Eser altı bölümden meydana geliyor: 1- Giriş, 2- İktisat Tarihi Işığında Bediüzzaman Said Nursî, 3- Bediüzzaman’ın İktisadî Unsurlara Bakışı, 4- Mikro İktisat ve Bediüzzaman, 5- Makro İktisat ve Bediüzzaman, 6- İslâm’da Sosyal Güvenlik, 7- Dış Ekonomik İlişkiler…
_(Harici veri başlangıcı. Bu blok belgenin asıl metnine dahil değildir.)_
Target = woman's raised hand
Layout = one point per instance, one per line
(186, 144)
Özetle birinci bölümde “İktisat nedir?,” “kâinatta iktisat,” “insan ve iktisat,” “din ve iktisat” ile “kültür ve iktisadî hayat;” ikinci bölümde “insanlığın yaşama devirleri,” “Bediüzzaman’ın sosyal hayata bakışı,” (yine) “Bediüzzaman’ın medeniyete bakış açısı,” “kapitalizm,” “sosyalizm ve komünizm” ile (bu beşerî doktrin ve ideolojiler karşısında) “İslâm’ın üstünlüğü;” üçüncü bölümde “iktisadî unsurlar (tabiat - toprak)-emek-sermaye” gibi üretim faktörleri);” dördüncü bölümde “mikro iktisadın yorumu,” “ekonomik psikoloji,” “Neden açlık tehlikesi?”, (bereketin kaynağı olarak) “ticaret,” “memuriyet;” beşinci bölümde “makro iktisat kavramı,” “iktisadî kalkınma ve geri kalmışlık,” “hürriyet ve kalkınma,” “şûrâ ve kalkınma,” “hürriyetin sosyal-siyasî-ekonomik gelişmeyle münasebeti,” “eğitim ve kalkınma;” altıncı bölümde “sosyal güvenlik kavramı” ile “İslâm’da sosyal güvenlik kurumları,” “kara para: faiz;” yedinci ve son bölümde de “konuya genel bir bakış,” “Bediüzzaman’ın Batı’yla ilişkilere bakışı,” “Avrupa Birliği” ile “Bediüzzaman’a göre Avrupa Birliği,” “Türkiye’nin yeni konumu ve Muhabbet Fedaileri,” “küreselleşmeye farklı (bir) bakış,” “İslâm dünyasının durumu,” “İslâm ortak pazarı” ile “İslâm birliği (ittihad-ı İslâm)” mevzuları dikkat çekiyor.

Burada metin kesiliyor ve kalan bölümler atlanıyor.